A jewel of monumental architecture and hydraulic engineering, in short, built, in total continuity of worship, on top of an older Etruscan chapel whose splendid walls have been brought to light in recent months. Although the Romans, perhaps in order to make their temple more stable, wanted to adjust its orientation on the ground, rotating it slightly, after having enlarged and made more sumptuous the basin intended to receive the offerings.

"A further proof of the sacred value that was given here to the hot water of the spring, which was felt just like a divinity that flowed from the earth and that had its home in this temple," Tabolli points out, pointing to the tapered limbs of the large statue, just entrusted to the care of the restorers. The emotion is strong, even if, unlike the bronzes now on display at the Quirinale that have come down to us intact, this Apollo is unfortunately reduced to pieces, some of which, such as the arms and parts of the head, have yet to be found.

"It was no coincidence, this statue was deliberately broken and then thrown into the basin right at the time of the definitive closure of the site, in the fifth century AD, it is difficult to say with certainty whether for a last pagan ritual act, of protection or if it was the iconoclastic will of the Christians," notes the director of the excavation, archaeologist Emanuele Mariotti, pointing to the point where the impetuous force of the water, which now gushes out at 30 litres per second, has brought the splendid legs of the god out into the open.

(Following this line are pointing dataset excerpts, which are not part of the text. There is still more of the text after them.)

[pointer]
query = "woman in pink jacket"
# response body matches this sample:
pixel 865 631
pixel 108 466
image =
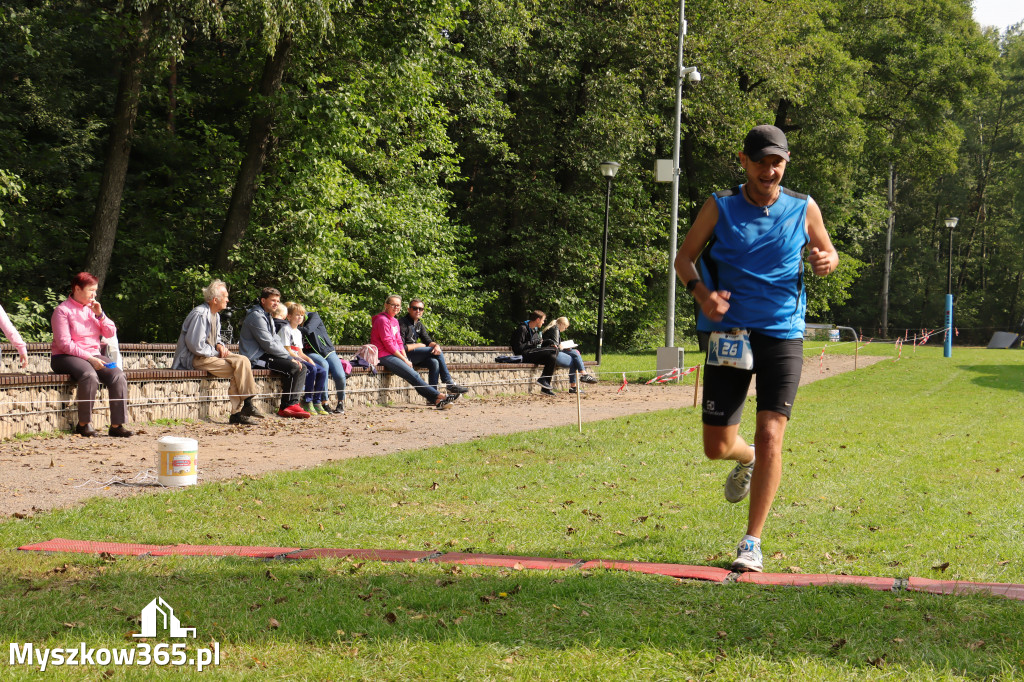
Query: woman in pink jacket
pixel 78 324
pixel 386 335
pixel 14 338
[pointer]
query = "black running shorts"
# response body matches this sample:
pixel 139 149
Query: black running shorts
pixel 777 364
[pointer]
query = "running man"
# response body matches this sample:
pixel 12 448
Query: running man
pixel 749 244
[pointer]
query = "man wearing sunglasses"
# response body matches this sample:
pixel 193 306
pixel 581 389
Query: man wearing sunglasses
pixel 423 351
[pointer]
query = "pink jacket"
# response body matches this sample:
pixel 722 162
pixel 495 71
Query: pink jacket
pixel 386 335
pixel 77 330
pixel 11 333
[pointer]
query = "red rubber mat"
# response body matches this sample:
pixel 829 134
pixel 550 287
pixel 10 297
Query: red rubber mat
pixel 711 573
pixel 87 547
pixel 672 569
pixel 956 587
pixel 222 550
pixel 367 555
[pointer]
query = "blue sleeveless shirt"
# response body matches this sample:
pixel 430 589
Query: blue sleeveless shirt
pixel 759 259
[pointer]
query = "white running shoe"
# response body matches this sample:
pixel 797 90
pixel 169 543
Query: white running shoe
pixel 737 483
pixel 749 557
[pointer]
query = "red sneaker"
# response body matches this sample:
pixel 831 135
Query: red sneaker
pixel 297 412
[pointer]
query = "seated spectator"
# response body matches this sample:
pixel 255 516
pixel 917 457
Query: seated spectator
pixel 78 324
pixel 386 335
pixel 14 338
pixel 526 341
pixel 423 351
pixel 295 314
pixel 260 343
pixel 569 357
pixel 202 347
pixel 320 347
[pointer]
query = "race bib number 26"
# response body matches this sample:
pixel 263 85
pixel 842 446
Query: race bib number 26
pixel 730 349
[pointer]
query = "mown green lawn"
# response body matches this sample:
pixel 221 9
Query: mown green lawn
pixel 908 467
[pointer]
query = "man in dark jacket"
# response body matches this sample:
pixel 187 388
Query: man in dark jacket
pixel 526 341
pixel 423 350
pixel 260 343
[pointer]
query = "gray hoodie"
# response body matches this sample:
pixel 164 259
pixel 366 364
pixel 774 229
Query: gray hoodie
pixel 195 337
pixel 259 337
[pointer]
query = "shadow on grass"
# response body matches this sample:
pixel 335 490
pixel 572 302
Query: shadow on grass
pixel 1003 377
pixel 453 616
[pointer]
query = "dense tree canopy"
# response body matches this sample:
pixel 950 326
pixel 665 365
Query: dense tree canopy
pixel 345 150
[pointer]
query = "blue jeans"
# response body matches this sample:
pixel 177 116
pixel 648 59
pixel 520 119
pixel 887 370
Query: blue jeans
pixel 397 367
pixel 332 364
pixel 315 381
pixel 434 364
pixel 572 360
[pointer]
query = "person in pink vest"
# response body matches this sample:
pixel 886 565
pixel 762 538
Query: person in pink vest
pixel 13 337
pixel 385 333
pixel 78 324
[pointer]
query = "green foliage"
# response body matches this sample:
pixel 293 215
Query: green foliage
pixel 451 151
pixel 32 318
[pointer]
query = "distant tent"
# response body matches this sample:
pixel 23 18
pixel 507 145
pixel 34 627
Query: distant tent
pixel 1003 340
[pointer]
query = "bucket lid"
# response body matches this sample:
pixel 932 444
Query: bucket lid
pixel 178 442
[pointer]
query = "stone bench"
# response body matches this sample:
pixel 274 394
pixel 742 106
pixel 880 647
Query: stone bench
pixel 161 355
pixel 41 401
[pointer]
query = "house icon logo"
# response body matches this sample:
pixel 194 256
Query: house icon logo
pixel 159 612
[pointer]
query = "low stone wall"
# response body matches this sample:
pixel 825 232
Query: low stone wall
pixel 40 402
pixel 161 355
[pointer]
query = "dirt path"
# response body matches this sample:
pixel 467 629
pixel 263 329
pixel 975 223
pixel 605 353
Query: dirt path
pixel 48 473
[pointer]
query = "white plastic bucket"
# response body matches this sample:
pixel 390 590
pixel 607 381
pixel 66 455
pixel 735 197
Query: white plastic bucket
pixel 177 462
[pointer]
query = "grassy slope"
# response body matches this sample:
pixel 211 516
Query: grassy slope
pixel 891 470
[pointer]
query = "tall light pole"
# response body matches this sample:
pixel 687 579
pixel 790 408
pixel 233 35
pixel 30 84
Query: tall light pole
pixel 682 73
pixel 947 350
pixel 608 170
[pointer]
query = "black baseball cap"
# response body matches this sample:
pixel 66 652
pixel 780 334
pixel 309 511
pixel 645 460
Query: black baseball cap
pixel 764 140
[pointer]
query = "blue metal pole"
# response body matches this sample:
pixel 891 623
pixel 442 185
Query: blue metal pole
pixel 947 350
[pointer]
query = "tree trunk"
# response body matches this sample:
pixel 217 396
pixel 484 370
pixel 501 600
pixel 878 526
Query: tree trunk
pixel 689 165
pixel 252 164
pixel 104 222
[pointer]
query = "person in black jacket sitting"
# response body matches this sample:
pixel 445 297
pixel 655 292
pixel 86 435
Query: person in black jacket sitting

"They were hidden by a column lowered vertically just to close and seal everything - he explains - when we found them in front of us it was crazy. Behind the legs, plunged upside down, came out the torso and then a small altar, in an incredible sequence." A pang in the heart in some ways even greater than the one felt a year ago, when the bronzes were pulled out of that water and mud.

"In our arms, that marble body was so warm that it seemed alive," Tabolli gets emotional. Because although in pieces, underline the archaeologists, who also in this case shared the discovery with a dense network of experts, the Apollo of San Casciano has enormous scientific interest.

Of the statue of Praxiteles - the original of which is perhaps the bronze preserved in Cleveland - there are several Roman marble copies exhibited in museums around the world, the best known in the Louvre and the Vatican. None, however, linked to a precise context, just as there is no myth that explains the meaning of that game of the god with the lizard.

"And instead here a link could come out and precisely with medicine - anticipates Tabolli - since the lizard for the ancients was linked to ophthalmic treatments and that specimens of bronze lizards have been found in the tank".

Apollo, in short, could have played an important role in this Tuscan temple where the ancients came to heal themselves, venerated and honored together with the divinity of water precisely because of its link with medicine and health care that were practiced here. "Let's also think about the other Apollo, the bronze one we found a year ago. And then to the various altars dedicated to the god," Tabolli points out. "Together with the god of water, a great protagonist of a story of illness and healing, of anguish and rediscovered hope that here is seven centuries long."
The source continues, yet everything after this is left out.